From its ashes, Clauer joined Davis, drummer Josh Elrod, and bassist Matt Bach to form the Tony Guides. If anything, the Tony Guides carried Clauer’s confrontational comic sensibility to even further extremes. Clad in a skintight red dress and heels, Clauer shouted indecipherable Spanish over loping grooves that mixed hip-hop and funk with the Northwestern ’60s punk of the Sonics. Their performances were sheer Dada. Before one show, Clauer meticulously poured pebbles in a straight line on the floor—a gesture that went unexplained. At another show, Belcourt staffer Danny Limor burst through a giant Kool-Aid packet and dispensed Kool-Aid to the audience, while Clauer chanted, “Hey, hey, it da Kool-Aid Man!”

“We were tired of that Nashville hard-edge music,” says Clauer, a devotee of Andy Kaufman’s pushing-the-envelope standup routines and the hothouse melodramas of Rainer Werner Fassbinder. “It was just a little bit too tough. We wanted people to laugh.”

Many didn’t—particularly when the band played an art opening at the Cannery last winter. Inspired by the occasion, the Tony Guides took their guerrilla theater to the gallery, selling self-produced fanzines and “kits” for Tony Guides franchises. Then, in a particularly surreal bit of art criticism, Clauer began selling bags of cat feces for $5. An artist responded by shoving Clauer and Elrod, screaming that the gallery opening was only “for serious artists.”

Clauer argues that’s exactly the kind of pretention that Nashville needs to deflate. “There’s no spontaneity,” he says. “Any time you catch people off guard, you get their brains going. Anything you do in front of people can turn into a performance, no matter where you’re doing it.”

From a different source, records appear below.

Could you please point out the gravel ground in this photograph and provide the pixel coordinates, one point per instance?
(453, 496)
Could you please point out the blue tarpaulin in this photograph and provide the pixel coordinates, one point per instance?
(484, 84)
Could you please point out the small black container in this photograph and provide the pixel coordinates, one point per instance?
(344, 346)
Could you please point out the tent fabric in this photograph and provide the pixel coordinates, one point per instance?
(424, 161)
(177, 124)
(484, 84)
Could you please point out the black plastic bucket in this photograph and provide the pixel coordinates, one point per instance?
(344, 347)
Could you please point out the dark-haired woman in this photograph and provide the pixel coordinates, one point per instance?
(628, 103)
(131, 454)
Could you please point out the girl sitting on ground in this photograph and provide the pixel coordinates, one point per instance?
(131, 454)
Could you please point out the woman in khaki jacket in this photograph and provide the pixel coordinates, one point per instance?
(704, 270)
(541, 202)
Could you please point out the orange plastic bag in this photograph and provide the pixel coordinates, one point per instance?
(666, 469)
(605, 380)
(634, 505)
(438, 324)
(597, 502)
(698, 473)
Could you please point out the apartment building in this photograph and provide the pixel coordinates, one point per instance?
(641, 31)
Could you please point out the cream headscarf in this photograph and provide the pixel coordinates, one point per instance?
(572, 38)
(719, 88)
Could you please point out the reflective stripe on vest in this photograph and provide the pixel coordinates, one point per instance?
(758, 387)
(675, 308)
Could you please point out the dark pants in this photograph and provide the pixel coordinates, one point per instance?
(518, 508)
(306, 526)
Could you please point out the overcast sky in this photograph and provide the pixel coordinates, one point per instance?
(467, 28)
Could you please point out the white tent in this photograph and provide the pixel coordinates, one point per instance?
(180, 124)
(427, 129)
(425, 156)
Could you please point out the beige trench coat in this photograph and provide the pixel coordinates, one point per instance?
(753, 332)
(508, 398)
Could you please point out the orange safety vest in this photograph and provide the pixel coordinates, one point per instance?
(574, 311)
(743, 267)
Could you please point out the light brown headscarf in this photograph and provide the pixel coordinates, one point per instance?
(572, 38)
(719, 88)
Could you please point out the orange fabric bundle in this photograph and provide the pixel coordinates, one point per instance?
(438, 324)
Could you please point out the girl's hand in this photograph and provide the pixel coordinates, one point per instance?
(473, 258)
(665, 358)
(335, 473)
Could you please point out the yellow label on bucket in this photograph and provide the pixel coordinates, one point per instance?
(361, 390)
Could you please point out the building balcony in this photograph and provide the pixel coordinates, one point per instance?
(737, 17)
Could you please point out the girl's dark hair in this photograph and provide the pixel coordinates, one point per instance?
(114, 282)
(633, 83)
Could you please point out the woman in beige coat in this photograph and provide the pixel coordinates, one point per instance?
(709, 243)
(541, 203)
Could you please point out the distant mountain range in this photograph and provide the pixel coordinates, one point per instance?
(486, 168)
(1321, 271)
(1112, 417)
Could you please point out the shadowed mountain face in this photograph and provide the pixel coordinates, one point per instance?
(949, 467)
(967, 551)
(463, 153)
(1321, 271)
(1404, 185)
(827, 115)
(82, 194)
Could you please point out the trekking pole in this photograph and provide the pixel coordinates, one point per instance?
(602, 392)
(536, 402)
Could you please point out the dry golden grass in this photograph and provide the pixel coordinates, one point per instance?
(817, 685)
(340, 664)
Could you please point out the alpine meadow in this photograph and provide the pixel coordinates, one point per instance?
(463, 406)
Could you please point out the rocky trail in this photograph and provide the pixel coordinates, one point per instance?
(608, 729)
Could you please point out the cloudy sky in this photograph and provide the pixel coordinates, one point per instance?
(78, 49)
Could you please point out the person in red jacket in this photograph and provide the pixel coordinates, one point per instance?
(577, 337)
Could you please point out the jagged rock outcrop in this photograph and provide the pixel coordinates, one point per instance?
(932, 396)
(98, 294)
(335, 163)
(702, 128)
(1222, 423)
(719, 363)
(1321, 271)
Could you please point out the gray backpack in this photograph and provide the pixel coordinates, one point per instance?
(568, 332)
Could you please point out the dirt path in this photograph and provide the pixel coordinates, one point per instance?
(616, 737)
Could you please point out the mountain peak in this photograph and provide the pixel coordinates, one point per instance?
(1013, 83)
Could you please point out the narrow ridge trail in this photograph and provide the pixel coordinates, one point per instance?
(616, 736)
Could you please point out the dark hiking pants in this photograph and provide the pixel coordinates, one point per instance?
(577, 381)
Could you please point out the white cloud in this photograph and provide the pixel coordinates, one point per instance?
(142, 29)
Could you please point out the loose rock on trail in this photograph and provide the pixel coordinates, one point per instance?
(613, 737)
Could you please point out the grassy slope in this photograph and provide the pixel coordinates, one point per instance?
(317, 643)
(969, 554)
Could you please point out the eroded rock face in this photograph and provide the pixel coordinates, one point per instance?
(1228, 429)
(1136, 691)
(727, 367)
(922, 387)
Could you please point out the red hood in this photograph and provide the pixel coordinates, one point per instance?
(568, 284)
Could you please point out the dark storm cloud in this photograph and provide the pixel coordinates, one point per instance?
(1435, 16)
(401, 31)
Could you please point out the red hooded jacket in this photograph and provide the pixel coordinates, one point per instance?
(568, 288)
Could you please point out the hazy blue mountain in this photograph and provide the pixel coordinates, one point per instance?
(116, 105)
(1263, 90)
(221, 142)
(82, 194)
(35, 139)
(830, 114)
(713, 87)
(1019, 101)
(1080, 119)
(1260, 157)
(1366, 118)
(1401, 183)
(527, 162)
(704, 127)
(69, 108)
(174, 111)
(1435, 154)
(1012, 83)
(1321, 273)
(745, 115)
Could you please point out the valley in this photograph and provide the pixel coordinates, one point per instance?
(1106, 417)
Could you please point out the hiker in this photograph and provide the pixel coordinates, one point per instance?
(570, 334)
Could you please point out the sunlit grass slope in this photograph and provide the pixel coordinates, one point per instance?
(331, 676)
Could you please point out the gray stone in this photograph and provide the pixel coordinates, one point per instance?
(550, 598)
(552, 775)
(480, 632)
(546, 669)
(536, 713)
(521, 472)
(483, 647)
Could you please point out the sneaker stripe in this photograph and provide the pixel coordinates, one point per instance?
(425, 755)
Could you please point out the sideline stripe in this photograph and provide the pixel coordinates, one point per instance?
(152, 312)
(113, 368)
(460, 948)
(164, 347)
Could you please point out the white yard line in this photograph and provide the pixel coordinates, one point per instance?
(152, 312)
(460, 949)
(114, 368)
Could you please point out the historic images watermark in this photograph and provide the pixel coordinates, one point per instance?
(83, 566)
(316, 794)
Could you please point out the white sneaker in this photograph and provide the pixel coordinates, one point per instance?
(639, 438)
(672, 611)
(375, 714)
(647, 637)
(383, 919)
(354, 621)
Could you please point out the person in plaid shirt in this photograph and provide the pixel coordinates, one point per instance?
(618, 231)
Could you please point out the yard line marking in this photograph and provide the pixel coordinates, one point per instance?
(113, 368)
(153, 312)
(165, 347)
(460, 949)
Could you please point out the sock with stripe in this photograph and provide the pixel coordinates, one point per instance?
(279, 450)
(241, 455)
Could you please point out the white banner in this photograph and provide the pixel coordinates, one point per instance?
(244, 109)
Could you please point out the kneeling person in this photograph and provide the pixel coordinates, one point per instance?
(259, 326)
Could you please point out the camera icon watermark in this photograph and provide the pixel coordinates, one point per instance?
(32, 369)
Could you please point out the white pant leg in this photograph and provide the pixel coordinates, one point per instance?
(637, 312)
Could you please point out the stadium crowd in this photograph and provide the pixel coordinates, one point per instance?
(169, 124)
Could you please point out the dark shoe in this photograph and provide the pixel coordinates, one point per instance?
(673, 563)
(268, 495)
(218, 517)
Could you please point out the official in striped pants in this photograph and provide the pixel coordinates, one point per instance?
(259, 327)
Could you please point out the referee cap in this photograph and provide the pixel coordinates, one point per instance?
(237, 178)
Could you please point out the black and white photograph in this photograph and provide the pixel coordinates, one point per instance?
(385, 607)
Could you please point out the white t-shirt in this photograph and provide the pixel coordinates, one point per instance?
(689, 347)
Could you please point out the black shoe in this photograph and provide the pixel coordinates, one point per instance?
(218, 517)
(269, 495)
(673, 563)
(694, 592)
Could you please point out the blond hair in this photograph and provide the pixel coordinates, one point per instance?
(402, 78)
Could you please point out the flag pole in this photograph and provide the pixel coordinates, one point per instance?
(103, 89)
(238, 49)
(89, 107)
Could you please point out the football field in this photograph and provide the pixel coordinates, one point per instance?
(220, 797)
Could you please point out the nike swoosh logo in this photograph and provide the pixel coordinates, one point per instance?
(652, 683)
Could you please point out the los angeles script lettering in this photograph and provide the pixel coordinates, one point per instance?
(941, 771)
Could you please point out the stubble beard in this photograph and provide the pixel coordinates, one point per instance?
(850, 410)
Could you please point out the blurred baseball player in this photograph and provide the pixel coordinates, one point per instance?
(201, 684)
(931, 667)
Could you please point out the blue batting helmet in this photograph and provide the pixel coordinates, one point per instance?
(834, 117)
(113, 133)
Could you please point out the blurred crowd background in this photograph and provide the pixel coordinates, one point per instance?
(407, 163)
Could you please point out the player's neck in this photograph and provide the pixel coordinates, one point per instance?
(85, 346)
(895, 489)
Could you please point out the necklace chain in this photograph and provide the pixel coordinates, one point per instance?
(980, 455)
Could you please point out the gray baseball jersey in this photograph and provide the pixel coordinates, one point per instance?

Earlier this fall, James Clauer moved to New York, where he works as a location manager for Forensic Films. Before leaving Nashville, he served in that capacity on Gummo, the directorial debut of his friend Harmony Korine, who cast David Cloud in the key role of a wheelchair-bound diabetic father. The Tony Guides, alas, are no more. The Frothy Shakes are also virtually inactive. Aaron Russell is in graduate school at Wake Forest studying archaeology; David Russell has moved to Northhampton and does research work.

Davis now supplies the rhythmic muscle in David Cloud’s Gospel of Power, along with former Tony Guide Matt Bach and guitarist Dave Friedman. The Gospel of Power had its first show just five weeks ago at Springwater. The insurrection, though dormant, is not dead.

The only recorded artifact of this musical revolution is a recently released vinyl LP that appeared in local record stores last month. Entitled Killed by Death #11, the cover promises “raw rare punk rock” from the years 1977-82, performed by such punk flagbearers as the Orgy Poppers, the Grumpy Winos, and the Curly Fries. Yet a nagging suspicion persists that the many groups are actually just the Frothy Shakes. Perhaps it’s the sonic mauling given to tunes like “Ladies Home Urinal.” Perhaps it’s the virulent snideness of the liner notes. Then again, maybe it’s the message scratched on the vinyl’s inner groove: “You’ve been fucked over by the Frothy Shakes.” Whatever the case, by enshrining their sloppiest, most deranged meanderings on record, the Frothy Shakes made their ultimate statement about the misguided aim of Nashville’s chief industry: making music that’s precise, preplanned, and lifeless enough to be recorded.

The Frothy Shakes, like COBS and the Tony Guides, were never meant for digital enslavement. They took rock ’n’ roll out of the studio and back into the clubs, where it could once again exist only in the moment. In their brief, bizarre lifespan, these interrelated bands made music that was provocative, incantory, peculiarly innocent—and, above all, funny as hell. We shouldn’t bemoan their loss, even though our stodgy music scene needs their anarchic spirit more than ever.

“I wouldn’t’ve done it if I didn’t want to connect with people,” says David Cloud. He doesn’t want his band to be too loud; he wants to play songs as fun and accessible as those he hears on oldies stations or big-band station WAMB. When he sings “Hey There, Lonely Girl” a cappella at the close of his show, he does it out of a sense that pop music, however distorted by bloat and bombast, still has the power at its core to speak to, and for, anyone receptive enough to listen. “The only way I invented something,” he insists, “was by not knowing how to play it.”